Die Opposition warf der Kanzlerin vor, lediglich Allgemeinplätze zu verbreiten. "Wo ist eigentlich der Text nach all den schönen Überschriften", fragte Renate Künast (Bündnis 90/Die Grünen) provokant. Alle redeten vom "Green New Deal", nur Merkel nicht. Deutschland, bemängelte sie, sei in der Union "ein Bremser" - sowohl beim Konjunkturpaket als auch bei neuen Regeln für die Finanzmärkte. Auch Guido Westerwelle (FDP) warf der Kanzlerin vor, nicht konkret zu werden, weil es "in Ihrer Regierungskoalition mehr Streit als Einigkeit gibt". Deutschland brauche kein Konjunkturpaket, sondern ein Strukturpaket, das den Mittelstand fördere und niedrigere Steuern und Abgaben beinhalte. Lothar Bisky erklärte für die Linksfraktion: In der Krise mache Merkel vor allem eins - sie reise. Er forderte, Hedgefonds, Verbriefungen sowie Zweckgesellschaften zu verbieten und Steueroasen auszutrocknen.

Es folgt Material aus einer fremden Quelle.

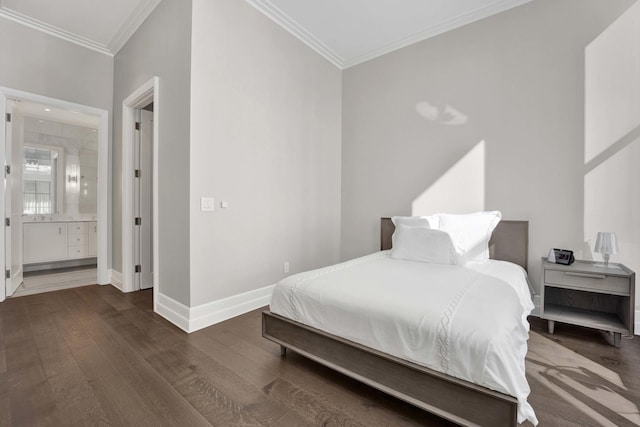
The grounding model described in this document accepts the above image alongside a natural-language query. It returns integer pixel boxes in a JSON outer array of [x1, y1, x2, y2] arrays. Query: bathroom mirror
[[19, 114, 98, 216]]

Die Steueroasen hatten sowohl im Bundestag als auch auf dem Gipfel die Gemüter erhitzt. Ursache war eine Äußerung von Bundesfinanzminister Peer Steinbrück (SPD). Er hatte Länder mit einem strengen Bankgeheimnis wie die Schweiz mit Indianern verglichen, die von der Kavallerie gezügelt werden müssten. "Herr Finanzminister, die Art und Weise des Umgangs mit unseren Nachbarländern ist eine schlichte, undiplomatische Unverschämtheit", ereiferte sich Westerwelle in der Debatte. Für den normalen Bürger sein weniger die Steueroasen als die Wüste drumherum das Problem. Joachim Poß (SPD) warf Westerwelle daraufhin Sympathie mit Steuersündern vor. Er lobte Angela Merkel, die sich ebenfalls uneingeschränkt gegen Steueroasen ausgesprochen hatte. Sie hatte gefordert, dass bei diesem Thema "Ross und Reiter" genannt werden müssten. Künast griff das Bild von den Oasen auf und bezeichnete Westerwelle als "Schutzheiligen der großen Kamele, die den anderen das Wasser wegsaufen".
Die 27 EU-Staaten einigten sich in Brüssel darauf, dass keines ihrer Mitglieder auf der "schwarzen Liste" der OECD stehen soll, die vorhandene Steuerschlupflöcher anprangert. Österreich, Belgien und Luxemburg hatten kürzlich beschlossen, ihr Bankgeheimnis zu lockern. Noch rechtzeitig, denn auf dem Weltfinanzgipfel am 2. April in London soll auch ein härteres Vorgehen gegen Staaten auf der "Steueroasen-Liste" beraten werden.